Hello,
Previously, I used to be able to run multi-core jobs on my university’s HPC SLURM cluster like this:
#!/bin/bash
#SBATCH --mail-type=ALL
#SBATCH --mail-user=mymail@mailymail.country
#SBATCH --export=ALL
#SBATCH -J a_julia_job
#SBATCH --partition=xeon16
#SBATCH -n 64
#SBATCH -N 4
#SBATCH --mem=50G
#SBATCH --time=5-00:00:00
#SBATCH --output=log_file_good_info.out
srun hostname | sort > nodefile.$SLURM_JOBID
julia --machine-file nodefile.$SLURM_JOBID /the/path/to/the/script/thascript.jl inputs_file.jl
But now, I get an authentication error message after a couple of seconds, even when I try to use only my main computational node (instead of 4 in total, for example):
Permission denied, please try again.^M
Permission denied, please try again.^M
Received disconnect from 12.3.456.7 port 22:2: Too many authentication failures^M
Authentication failed.^M
ERROR: TaskFailedException:
Unable to read host:port string from worker. Launch command exited with error?
Stacktrace:
[1] worker_from_id(::Distributed.ProcessGroup, ::Int64) at /buildworker/worker/package_linux64/build/usr/share/julia/stdlib/v1.3/Distributed/src/cluster.jl:1059
[2] worker_from_id at /buildworker/worker/package_linux64/build/usr/share/julia/stdlib/v1.3/Distributed/src/cluster.jl:1056 [inlined]
[3] #remote_do#156 at /buildworker/worker/package_linux64/build/usr/share/julia/stdlib/v1.3/Distributed/src/remotecall.jl:482 [inlined]
[4] remote_do at /buildworker/worker/package_linux64/build/usr/share/julia/stdlib/v1.3/Distributed/src/remotecall.jl:482 [inlined]

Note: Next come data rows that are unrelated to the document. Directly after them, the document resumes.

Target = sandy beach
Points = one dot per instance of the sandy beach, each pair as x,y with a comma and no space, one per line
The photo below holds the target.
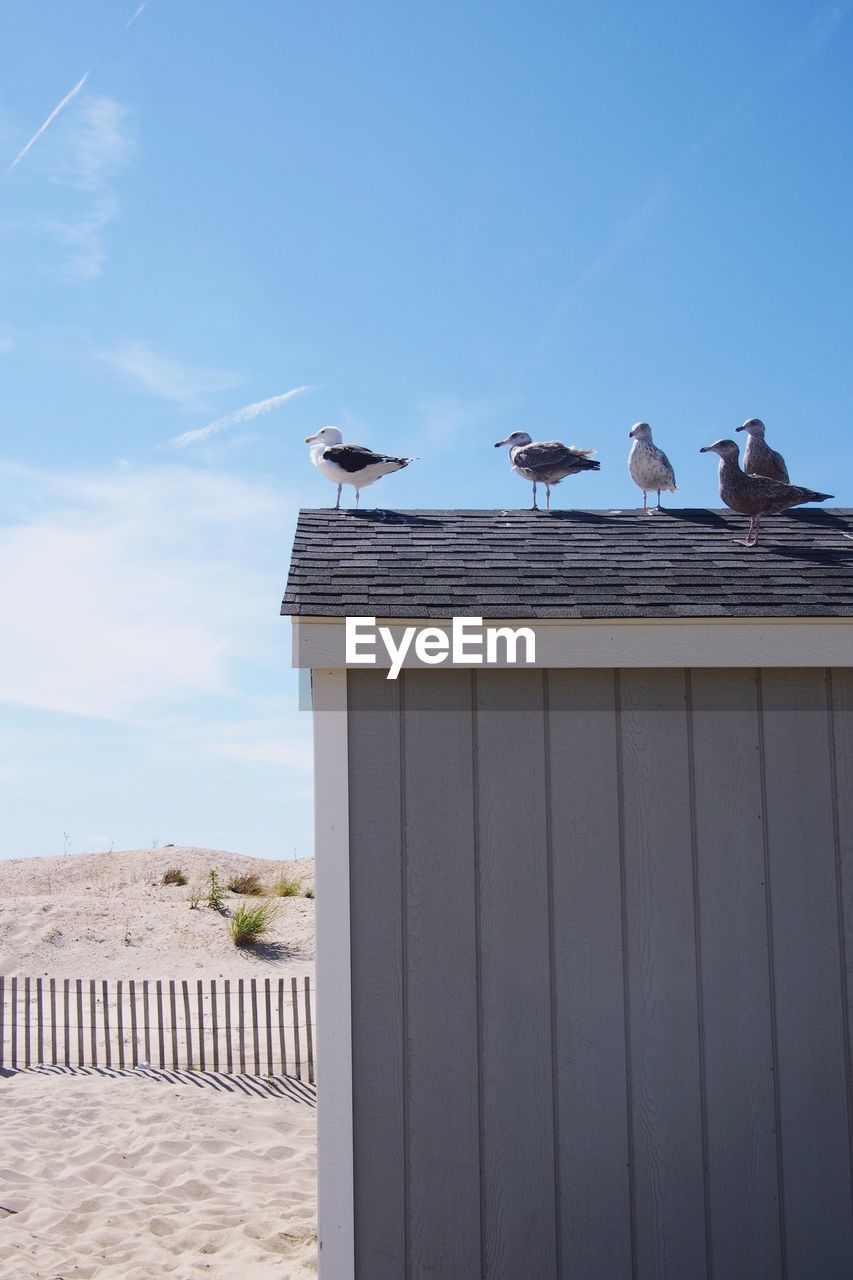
138,1174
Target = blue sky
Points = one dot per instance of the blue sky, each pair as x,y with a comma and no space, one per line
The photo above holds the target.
430,227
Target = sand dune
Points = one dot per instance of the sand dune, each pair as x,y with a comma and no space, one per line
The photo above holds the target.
109,915
133,1175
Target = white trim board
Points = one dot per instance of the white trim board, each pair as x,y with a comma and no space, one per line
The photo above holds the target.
336,1225
623,643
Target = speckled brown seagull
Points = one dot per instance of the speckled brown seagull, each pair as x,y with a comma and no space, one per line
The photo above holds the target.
755,496
649,466
546,462
758,458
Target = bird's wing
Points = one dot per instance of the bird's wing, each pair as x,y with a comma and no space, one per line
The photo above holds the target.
779,462
354,457
548,453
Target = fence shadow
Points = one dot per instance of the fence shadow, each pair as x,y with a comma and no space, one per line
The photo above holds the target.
251,1086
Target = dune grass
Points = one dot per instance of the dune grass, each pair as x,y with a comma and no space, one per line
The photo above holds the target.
247,883
250,924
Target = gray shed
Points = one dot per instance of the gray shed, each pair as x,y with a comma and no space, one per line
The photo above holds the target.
584,926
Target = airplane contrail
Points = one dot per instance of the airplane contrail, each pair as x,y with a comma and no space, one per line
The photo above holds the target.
242,415
50,119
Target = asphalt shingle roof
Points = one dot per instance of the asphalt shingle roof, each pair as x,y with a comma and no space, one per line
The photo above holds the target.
680,563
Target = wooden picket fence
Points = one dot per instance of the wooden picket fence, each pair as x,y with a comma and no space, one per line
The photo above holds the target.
258,1025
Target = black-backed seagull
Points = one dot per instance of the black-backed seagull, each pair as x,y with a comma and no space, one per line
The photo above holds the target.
758,458
755,496
349,464
546,462
649,466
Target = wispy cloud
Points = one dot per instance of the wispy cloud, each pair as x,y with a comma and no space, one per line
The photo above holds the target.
42,128
242,415
167,378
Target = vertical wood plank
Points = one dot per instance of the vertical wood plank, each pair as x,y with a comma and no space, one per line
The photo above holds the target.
255,1028
375,914
441,964
135,1027
26,1020
807,952
40,1024
214,1020
268,1014
743,1157
187,1023
146,1020
108,1047
295,1014
241,1027
662,978
201,1025
119,1022
67,1019
92,1019
516,1048
309,1029
593,1152
14,1022
229,1056
81,1051
54,1054
282,1045
173,1013
160,1025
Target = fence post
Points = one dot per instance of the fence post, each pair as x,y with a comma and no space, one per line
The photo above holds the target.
187,1023
241,1027
108,1047
295,1011
282,1042
201,1027
214,1018
255,1040
92,1015
269,1027
309,1029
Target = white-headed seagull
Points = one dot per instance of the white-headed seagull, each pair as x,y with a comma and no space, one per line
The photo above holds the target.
349,464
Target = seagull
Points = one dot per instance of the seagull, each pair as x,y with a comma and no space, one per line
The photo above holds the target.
546,462
350,464
755,496
758,458
649,466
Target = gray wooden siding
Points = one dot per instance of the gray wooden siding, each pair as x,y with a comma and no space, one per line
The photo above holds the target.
602,942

[5] kill at /buildworker/worker/package_linux64/build/usr/share/julia/stdlib/v1.3/Distributed/src/managers.jl:534 [inlined]
[6] create_worker(::Distributed.SSHManager, ::WorkerConfig) at /buildworker/worker/package_linux64/build/usr/share/julia/stdlib/v1.3/Distributed/src/cluster.jl:581
[7] setup_launched_worker(::Distributed.SSHManager, ::WorkerConfig, ::Array{Int64,1}) at /buildworker/worker/package_linux64/build/usr/share/julia/stdlib/v1.3/Distributed/src/cluster.jl:523
[8] (::Distributed.var"#43#46"{Distributed.SSHManager,Array{Int64,1},WorkerConfig})() at ./task.jl:333
Stacktrace:
[1] sync_end(::Array{Any,1}) at ./task.jl:300
[2] macro expansion at ./task.jl:319 [inlined]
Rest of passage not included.